3. Añadir fluorocromo conjugado AcMo a las muestras. Realizar la FCM mancha de acuerdo a las instrucciones del proveedor o de acuerdo a las concentraciones de determinados empíricamente. Como punto de partida, añadir 0,2 a 1 l de solución madre de anticuerpos (a 0.2-1.0 mg / mL) por tubo o pocillo e incubar durante 40 min en hielo.
4. Lave investigado cuentas en tubos de 1,5 ml dos veces en 1,0 ml de Buffer FCM helada, centrifugado a 20.000 g a 4 ° C durante 3 min después de cada lavado. Retire con cuidado el sobrenadante después de cada lavado, teniendo cuidado de no alterar las cuentas. Para una placa de chimenea de fondo, lavado dos veces con 0,2 ml de tampón helado FCM, centrifugar a 1000 g por 5 min a 4 ° C después de cada lavado. Una pipeta multicanal es útil para este paso. Para eliminar el sobrenadante de cuentas en una placa de chimenea de fondo, 'película' de la placa una vez, entonces, al mismo tiempo al revés, borrar cualquier goteo de los bordes de los pozos. El volumen residual en cada pozo, que contiene las cuentas, será de unos 20 mL.
5. Volver a suspender las bolas en 200 Buffer FCM l por muestra. Traslado al etiquetado tubos FACS. Las muestras ya están listos para FCM.

4. FCM Adquisición

Las cuentas de CML se describe en este protocolo son de 3 a 5 micras de diámetro, aproximadamente la mitad del diámetro de un linfocito del ratón en reposo. Por lo tanto, puede ser necesario aumentar manualmente la dispersión frontal (FSC) y la ganancia del amplificador dispersión lateral (SSC) de tensión a fin de que la población de los acontecimientos de cuentas para registrar en la escala. Individual cuentas IP deben formar una sola población cercanos entre sí. La configuración y la puerta debe ser ajustada para excluir a los dobletes de cuentas y los escombros.

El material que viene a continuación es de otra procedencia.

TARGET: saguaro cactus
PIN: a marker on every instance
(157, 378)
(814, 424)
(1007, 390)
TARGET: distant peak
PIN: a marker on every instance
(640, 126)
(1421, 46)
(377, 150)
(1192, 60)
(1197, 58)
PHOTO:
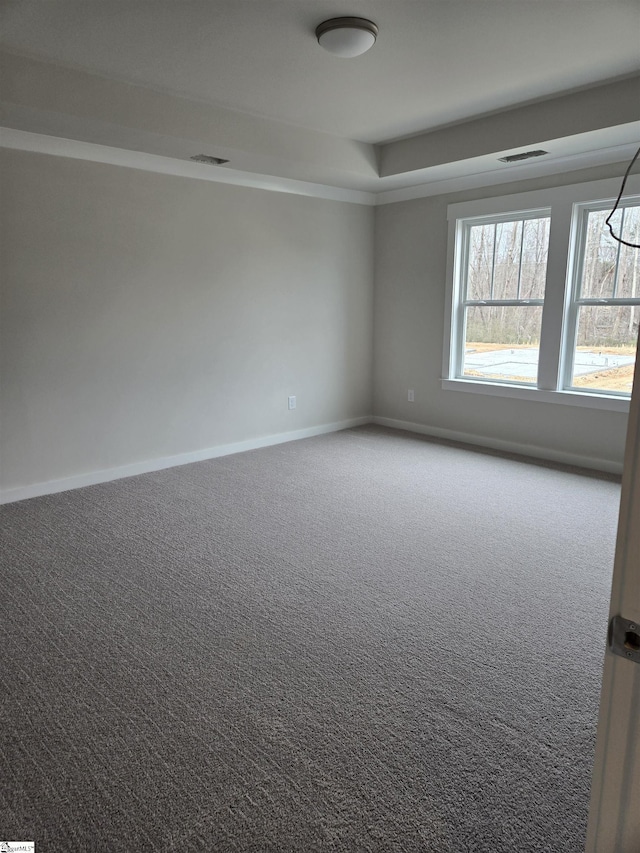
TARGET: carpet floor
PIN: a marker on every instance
(365, 641)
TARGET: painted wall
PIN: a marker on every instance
(411, 253)
(146, 315)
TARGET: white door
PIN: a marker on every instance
(614, 816)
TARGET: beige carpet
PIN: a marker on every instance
(363, 641)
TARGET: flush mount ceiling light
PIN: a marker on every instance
(347, 37)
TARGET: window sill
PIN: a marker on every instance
(520, 392)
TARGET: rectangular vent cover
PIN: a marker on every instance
(515, 158)
(207, 158)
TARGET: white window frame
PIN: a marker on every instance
(566, 205)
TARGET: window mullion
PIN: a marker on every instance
(549, 361)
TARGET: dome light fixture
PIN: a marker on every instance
(347, 37)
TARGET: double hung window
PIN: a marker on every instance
(544, 303)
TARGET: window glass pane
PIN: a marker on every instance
(535, 249)
(502, 342)
(507, 260)
(629, 260)
(605, 353)
(600, 254)
(480, 269)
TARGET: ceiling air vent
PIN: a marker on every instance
(207, 158)
(515, 158)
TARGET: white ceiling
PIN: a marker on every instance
(436, 61)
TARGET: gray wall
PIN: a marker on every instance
(146, 315)
(411, 252)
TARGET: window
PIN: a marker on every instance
(602, 328)
(543, 302)
(502, 296)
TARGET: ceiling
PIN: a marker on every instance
(434, 62)
(437, 63)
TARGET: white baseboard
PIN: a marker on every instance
(91, 478)
(537, 452)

1. Antes de cuentas corrientes o las normas de cuentas, quitar la funda de contención de las gotas que rodea a la entrada de la muestra en algunos citómetros. Permita que el fluido de vaina a gotear entre las muestras, ya que se borrará la entrada y evitar cuentas de ser transferidos de una muestra a otra.
2. Utilice cuentas de etiqueta, un control negativo de la fluorescencia, y las partículas de arco iris de calibración (PCR), un control positivo de fluorescencia, para ajustar la configuración para que tanto los extremos positivos y negativos de fluorescencia aparecerá simultáneamente en el diario de escala del eje X. Esto asegura que la fluorescencia de las muestras experimentales también estará en gran escala. Tenga en cuenta que los PCR son más pequeñas que las cuentas de la LMC, por lo que el FSC y los parámetros de cooperación Sur-Sur, así como la posición de la puerta, puede ser necesario modificar temporalmente para esa muestra.
3. Volver a la etiqueta de perlas ajustes una vez calibrado con PCR se ha completado. Si sólo hay una sonda fluorescente por cada muestra se utiliza, sin compensación de fluorescencia es necesario. En general, la sonda complejos multiproteicos con un solo fluorocromo conjugado AcM por muestra FCM, y se examina la interacción de múltiples socios de tinción en paralelo muestras de cordón con mAbs específicas para las varias subunidades.
4. Adquirir y guardar archivos de datos de fluorescencia. Análisis puede llevarse a cabo utilizando el software de citometría de flujo, tales como CellQuest, FlowJo o cflow.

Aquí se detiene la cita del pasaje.